On est alors amené à remplir un questionnaire de santé et c’est alors que les choses peuvent se compliquer singulièrement pour les adultes ayant eu un cancer pédiatrique : ayant souffert d’une pathologie longue durée, nous sommes considérés comme présentant « un risque aggravé de santé » et les assurances peuvent  refuser de nous couvrir, ou accepter mais avec des surprimes élevées et/ou des exclusions de garanties, notamment pour le risque invalidité.

 

La convention AERAS

En 2006, une convention a été signée entre les banques,  les assurances et les pouvoirs publics. Il s’agit de la convention AERAS : s’Assurer et Emprunter avec un Risque Aggravé de Santé. Elle concerne les prêts immobiliers, les prêts professionnels, et certains prêts à la consommation [1, cf. en bas de page].

Si elle n’est pas un sésame ouvrant un droit à l’assurance, elle permet tout de même l’accès à l’emprunt à davantage de candidats. Elle a été actualisée à plusieurs reprises et a intégré début 2017 la disposition du Droit à l’oubli qui concerne plus spécifiquement les anciens patients du cancer.

En quoi consiste le Droit à l’oubli ?

Dès lors que l’on a moins de 70 ans et que l’on emprunte moins de 320 000€, on en droit de ne pas déclarer un ancien cancer au-delà de :

                – 5 ans après le protocole thérapeutique, sans rechute, si on a eu un cancer avant 18 ans ;

                – 10 ans après le protocole thérapeutique, sans rechute, si on a eu un cancer après 18 ans.


En outre, pour certains types de cancers ou maladies chroniques, une grille de référence [2] établie par la convention et actualisée régulièrement, peut être opposée aux assureurs afin d’obtenir une assurance sans surprime ni exclusions, ce qui peut être utile en cas de cancer secondaire.

Malheureusement, le droit à l’oubli ne concerne pas les séquelles que le cancer a pu laisser (handicap, pathologie cardiaque, etc…).
En clair, quelqu’un qui n’a aucune séquelle de son cancer pourra être assuré comme un emprunteur standard ; alors que celui qui en conserve des séquelles pourra être couvert moyennant surprime(s), exclusion(s) de garanties,  et, au pire, se verra signifier un refus de prise en charge de l’assureur.

Concrètement, il existe deux questionnaires de santé :

– un questionnaire simplifié  qui correspond au niveau standard d’assurance (niveau 1).  Il s’agit de questions simples auxquelles on peut répondre seul ou en se faisant aider par son médecin. En le signant, on prend la responsabilité des réponses qui ont été données.

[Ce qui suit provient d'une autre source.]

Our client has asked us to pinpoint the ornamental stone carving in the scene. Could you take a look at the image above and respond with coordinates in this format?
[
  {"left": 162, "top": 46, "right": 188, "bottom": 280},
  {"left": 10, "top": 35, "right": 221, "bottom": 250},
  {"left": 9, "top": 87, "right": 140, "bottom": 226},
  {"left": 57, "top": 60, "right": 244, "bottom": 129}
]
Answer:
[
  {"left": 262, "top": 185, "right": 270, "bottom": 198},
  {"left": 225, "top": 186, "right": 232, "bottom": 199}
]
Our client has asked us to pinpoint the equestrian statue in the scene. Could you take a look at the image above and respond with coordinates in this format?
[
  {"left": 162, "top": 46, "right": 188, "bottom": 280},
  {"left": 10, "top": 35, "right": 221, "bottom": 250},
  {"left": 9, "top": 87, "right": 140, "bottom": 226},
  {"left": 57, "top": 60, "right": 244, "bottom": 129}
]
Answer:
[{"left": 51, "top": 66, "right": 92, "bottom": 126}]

– un questionnaire détaillé par pathologie, plus technique, pour lequel il est préférable de se faire aider par le médecin en charge des soins de la pathologie. Ce questionnaire correspond aux demandes de niveau 2 et 3 des assurances.

On entre alors dans un champ d’action de la convention AERAS.
Le réexamen du dossier au niveau supérieur, par un service médical spécialisé,  est automatique dès lors qu’aucune proposition d’assurance n’est trouvée.

Le niveau 2 concerne toute demande de prêt professionnel ou immobilier, quels que soient le montant ou la durée de remboursement, en cas de refus au niveau 1.

Pour les personnes présentant un  risque très aggravé  de santé, le dossier peut être examiné à un troisième niveau si le montant du prêt est inférieur à 320 000€ et que l’emprunteur n’a pas plus de 70 ans.

On pourrait être tenté de ne pas déclarer certaines affections, mais il faut savoir que toute fausse déclaration aux questionnaires de santé peut entraîner la nullité du contrat,  avec comme conséquence un possible refus de garantie si un décès ou une invalidité surviennent.

 

Les 3 types de garantie invalidité :

La convention AERAS porte également sur la couverture du risque invalidité/incapacité, nécessaire pour mener à bien son projet d’emprunt.  Là encore, il a trois niveaux de propositions :

  • L’assureur propose une garantie invalidité/incapacité classique, avec, s’il y a lieu, exclusion ou majoration de tarif.
  • Si les risques de santé sont trop importants pour une couverture standard, on peut alors bénéficier d’une garantie invalidité spécifique à 70% : elle fonctionne si l’on se retrouve en invalidité professionnelle totale et que le taux d’incapacité est au moins égal à 70% [3], et ce, même si l’invalidité est due à une pathologie déclarée par l’emprunteur.
  • Les personnes se trouvant dans un état de santé particulièrement grave mais dont l’assurance invalidité reste toutefois possible, se verront proposer une assurance couvrant au minimum le risque de Perte Totale et Irréversible d’Autonomie[4].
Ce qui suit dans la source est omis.